While we may not be able to agree on how “the cloud” will ultimately manifest itself (Public, Private, Hybrid, ???), hopefully we can agree that it’s here to stay. Despite the countless white papers, seminars, roundtables and panel discussions, we still can’t bring the pendulum to equilibrium and agree on whether it’s an old technology with a new veneer, or something brand new and innovative that will forever change the business and IT landscape. In the end, it really doesn’t matter. Whether the technology is old or new is really immaterial – what’s important about the cloud is that it has changed our mindset and behavior with respect to how IT services are defined, acquired and delivered. Services being the operative word in that last sentence.

I’ve never been a proponent of the “cloud in a box” model. At least not using traditional architectural models and technologies. Clouds need to be elastic in nature, and even though virtualization allows us to make big physical things logically very granular, I just don’t feel the economics work for big boxes with big stacks. I believe upstarts like Nebula,  Nicira and Nutanix will change that model and give us cloud building blocks (based on OpenStack and OpenFlow and similar architectures/models) that will give us the scale-out, virtual granularity and elasticity that we need to build truly flexible clouds. But the jury is still out on that front.

But enough about infrastructure and stacks. Let’s get back to the point of this post – services. Much like virtualization has abstracted the hardware layer and made it somewhat irrelevant, I believe cloud-based services will do the same for the application layer. While core, proprietary business logic will always be critically important, I think the future model of constructing applications will be centered primarily around the assembly of cloud-based services. This is fundamentally no different than composite application models – we’ve been building widgets and applets and reusable modules for quite some time now. And messaging systems, enterprise buses, object models, brokers and APIs are common place. But as we move towards an architectural and operational model where these things now live in “clouds”, I believe there’s another level of complexity that gets added to the process of building services-based applications.

I’m actually moving away from this picture of a stack. I think this picture of a stack where you have infrastructure at the bottom, platforms on top of that and all the services on top of it is actually just a model. It is really outdated. In essence, most of the whole Amazon cloud is much more than the Amazon services. It is a whole collection of all services from all ecosystem providers as well. So there’s many different players. Many in the ISV world, many coming out of the system integrator world and management world that are adding so many different services into the Amazon ecosystem that the cloud is much more, and can no longer be define by just having strict layers. Many applications will be pulling different services from different places and connecting them together.

Werner Vogels, Amazon CTO – GigaOM Structure 2011

So if I’m building applications in the future services-based cloud model, what are the things I need to consider? While there are lots of moving parts which makes the answer pretty tricky, I think there are four basic areas that need to be carefully considered.

Services brokering

Publish/subscribe, object request brokers, web services descriptors, service oriented architectures – the things that make up the nuts and bolts of distributed applications have been around for some time now and have enabled pretty sophisticated services-based applications.
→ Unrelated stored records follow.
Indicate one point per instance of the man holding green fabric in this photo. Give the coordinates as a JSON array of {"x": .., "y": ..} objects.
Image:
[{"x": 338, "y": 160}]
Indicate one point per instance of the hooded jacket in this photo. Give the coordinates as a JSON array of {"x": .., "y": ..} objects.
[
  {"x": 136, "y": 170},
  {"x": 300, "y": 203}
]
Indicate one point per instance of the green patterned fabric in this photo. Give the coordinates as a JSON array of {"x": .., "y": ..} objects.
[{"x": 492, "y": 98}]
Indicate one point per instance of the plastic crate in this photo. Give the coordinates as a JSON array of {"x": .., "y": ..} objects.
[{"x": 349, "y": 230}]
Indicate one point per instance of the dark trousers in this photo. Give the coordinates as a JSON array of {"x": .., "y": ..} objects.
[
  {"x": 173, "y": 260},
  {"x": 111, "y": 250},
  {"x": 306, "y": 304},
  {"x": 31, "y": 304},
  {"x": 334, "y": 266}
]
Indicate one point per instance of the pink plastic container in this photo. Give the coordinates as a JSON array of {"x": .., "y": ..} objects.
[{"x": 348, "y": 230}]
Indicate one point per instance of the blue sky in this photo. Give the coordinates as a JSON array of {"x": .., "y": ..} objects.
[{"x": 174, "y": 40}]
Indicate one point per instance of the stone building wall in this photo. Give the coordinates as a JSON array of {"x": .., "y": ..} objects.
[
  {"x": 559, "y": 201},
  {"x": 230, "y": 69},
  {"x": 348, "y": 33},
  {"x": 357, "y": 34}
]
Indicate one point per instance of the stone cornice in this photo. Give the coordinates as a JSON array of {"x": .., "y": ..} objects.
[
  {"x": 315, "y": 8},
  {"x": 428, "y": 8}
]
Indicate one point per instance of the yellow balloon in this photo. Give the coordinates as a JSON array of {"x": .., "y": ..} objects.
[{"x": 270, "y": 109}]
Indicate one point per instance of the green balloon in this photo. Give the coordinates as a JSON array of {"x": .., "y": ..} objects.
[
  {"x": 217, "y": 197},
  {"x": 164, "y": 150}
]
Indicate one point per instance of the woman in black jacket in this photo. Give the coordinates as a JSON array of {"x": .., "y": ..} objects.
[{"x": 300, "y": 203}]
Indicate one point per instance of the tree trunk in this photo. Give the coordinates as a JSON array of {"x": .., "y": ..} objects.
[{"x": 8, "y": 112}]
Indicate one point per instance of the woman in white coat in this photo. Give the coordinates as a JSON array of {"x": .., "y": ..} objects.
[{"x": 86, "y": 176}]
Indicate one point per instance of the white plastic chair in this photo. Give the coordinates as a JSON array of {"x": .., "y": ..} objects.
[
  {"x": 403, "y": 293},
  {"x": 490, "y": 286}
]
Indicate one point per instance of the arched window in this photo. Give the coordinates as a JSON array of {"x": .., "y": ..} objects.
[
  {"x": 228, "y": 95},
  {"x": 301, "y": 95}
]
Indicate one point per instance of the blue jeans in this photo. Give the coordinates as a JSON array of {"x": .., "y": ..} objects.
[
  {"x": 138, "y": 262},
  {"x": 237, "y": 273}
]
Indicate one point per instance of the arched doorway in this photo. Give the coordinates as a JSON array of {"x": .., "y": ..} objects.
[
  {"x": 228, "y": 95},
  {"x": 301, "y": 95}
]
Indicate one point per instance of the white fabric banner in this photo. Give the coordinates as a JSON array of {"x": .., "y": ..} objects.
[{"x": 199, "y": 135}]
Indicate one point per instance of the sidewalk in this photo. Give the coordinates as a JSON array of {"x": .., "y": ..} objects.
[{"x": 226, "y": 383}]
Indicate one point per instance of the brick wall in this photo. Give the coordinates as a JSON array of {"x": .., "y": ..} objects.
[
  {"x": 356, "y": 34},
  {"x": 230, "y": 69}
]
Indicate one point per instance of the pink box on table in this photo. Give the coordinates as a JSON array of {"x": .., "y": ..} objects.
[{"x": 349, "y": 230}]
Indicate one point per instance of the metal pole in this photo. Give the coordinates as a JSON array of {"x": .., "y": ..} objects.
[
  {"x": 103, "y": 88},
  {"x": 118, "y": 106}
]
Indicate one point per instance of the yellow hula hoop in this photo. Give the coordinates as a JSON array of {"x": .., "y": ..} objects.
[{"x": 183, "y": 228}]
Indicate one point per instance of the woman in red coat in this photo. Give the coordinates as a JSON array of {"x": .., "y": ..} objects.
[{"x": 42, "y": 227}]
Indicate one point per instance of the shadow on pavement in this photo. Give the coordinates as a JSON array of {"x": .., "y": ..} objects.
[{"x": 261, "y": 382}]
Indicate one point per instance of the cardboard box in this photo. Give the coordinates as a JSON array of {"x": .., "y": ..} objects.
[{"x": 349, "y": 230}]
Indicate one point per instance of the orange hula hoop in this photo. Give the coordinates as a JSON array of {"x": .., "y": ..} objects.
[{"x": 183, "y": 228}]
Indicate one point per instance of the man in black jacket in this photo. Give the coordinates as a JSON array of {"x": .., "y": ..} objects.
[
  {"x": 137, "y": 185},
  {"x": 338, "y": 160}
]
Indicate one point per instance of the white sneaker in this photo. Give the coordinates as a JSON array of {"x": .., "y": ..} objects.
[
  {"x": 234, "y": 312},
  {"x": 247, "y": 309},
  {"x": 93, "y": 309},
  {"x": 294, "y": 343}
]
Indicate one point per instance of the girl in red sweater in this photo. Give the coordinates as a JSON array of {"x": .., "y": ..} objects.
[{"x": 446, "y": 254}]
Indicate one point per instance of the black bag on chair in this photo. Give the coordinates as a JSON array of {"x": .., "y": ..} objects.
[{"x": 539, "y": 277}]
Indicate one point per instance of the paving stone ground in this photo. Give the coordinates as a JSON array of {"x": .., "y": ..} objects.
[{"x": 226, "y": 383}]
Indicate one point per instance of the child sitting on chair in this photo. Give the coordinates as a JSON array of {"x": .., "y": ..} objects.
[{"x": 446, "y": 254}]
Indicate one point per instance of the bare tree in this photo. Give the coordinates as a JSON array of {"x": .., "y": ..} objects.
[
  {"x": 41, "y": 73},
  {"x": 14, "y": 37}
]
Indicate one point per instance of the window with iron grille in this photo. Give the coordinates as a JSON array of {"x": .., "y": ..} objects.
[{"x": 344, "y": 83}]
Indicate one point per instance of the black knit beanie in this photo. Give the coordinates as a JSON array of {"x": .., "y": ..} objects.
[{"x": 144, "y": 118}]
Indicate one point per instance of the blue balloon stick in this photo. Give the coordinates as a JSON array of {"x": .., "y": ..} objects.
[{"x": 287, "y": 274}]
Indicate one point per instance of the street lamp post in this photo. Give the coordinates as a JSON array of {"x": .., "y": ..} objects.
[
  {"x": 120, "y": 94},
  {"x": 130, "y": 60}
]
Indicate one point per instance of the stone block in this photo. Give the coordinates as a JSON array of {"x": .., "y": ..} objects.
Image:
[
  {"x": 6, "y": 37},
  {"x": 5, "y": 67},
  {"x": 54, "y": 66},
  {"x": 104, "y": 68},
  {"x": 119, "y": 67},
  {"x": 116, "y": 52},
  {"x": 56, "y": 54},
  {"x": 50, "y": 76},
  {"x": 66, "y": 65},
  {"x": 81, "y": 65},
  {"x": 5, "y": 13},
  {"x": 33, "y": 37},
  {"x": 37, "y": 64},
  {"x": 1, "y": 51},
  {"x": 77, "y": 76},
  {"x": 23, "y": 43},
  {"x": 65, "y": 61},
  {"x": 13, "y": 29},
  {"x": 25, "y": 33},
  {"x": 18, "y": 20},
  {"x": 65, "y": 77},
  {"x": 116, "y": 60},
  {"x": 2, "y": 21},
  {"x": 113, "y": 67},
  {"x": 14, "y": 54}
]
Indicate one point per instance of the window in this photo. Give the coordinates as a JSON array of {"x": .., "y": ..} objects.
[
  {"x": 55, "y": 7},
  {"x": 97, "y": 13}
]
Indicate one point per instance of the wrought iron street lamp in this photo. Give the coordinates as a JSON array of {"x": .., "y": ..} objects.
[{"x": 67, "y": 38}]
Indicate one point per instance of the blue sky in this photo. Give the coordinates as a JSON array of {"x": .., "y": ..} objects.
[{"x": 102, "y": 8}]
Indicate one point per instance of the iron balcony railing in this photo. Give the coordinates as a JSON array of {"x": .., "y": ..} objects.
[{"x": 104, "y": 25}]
But for cloud-based services which can be consumed “at will” we need to move beyond the technical aspects of the application model and focus on how services are enabled. There needs to be some sort of clearinghouse to manage the process of locating and acquiring reliable services. Why is this important? First and foremost is sustainability. If I’m committing my enterprise to run its business on loosely-bound application services then I need to ensure that those services aren’t going to disappear without (sufficient) warning. Second, and really as equally important, is service level assurance. Now that I’m combining multiple services to build a composite application, how do I ensure that the performance of any given service doesn’t degrade overall system stability, reliability or performance. This is really nothing new in the sense that any aspect of compute, network or storage can affect performance, but now I’m abstracting those elements even one more level and putting my trust in a service-component provider to ensure that things perform as expected.

There’s been quite a bit of discussion about a “spot market” for cloud services where enterprises can bid for unused capacity. A very interesting concept which is getting more attention from research firms such as Forrester who recently published a report on this topic. Their model is quite comprehensive and covers a broad spectrum of cloud acquisition and management services – many of which are leaps of faith in today’s cloud market. For the development of services-based applications the process will be less dynamic and can be implemented using existing models. Take for example Equinix’s International Business Exchange (IBX) and Ecosystem model. Equinix provides a mechanism by which customers can leverage the services of other customers in the same cloud ecosystem. In other words, Equinix provides a brokering service between customers. While the Equinix model has historically be focused on infrastructure (compute, connectivity, etc.), there’s nothing to preclude it from being a cloud-services brokerage. Amazon, via Werner Vogels comments at this year’s GigOM Structure 2011 seems to be clearly headed toward this space to act not only as the provider of basic cloud-enabling services, but also as a facilitator of the services that make up business applications. Could there possibly be a “closer” relationship between Amazon and Equinix on the horizon?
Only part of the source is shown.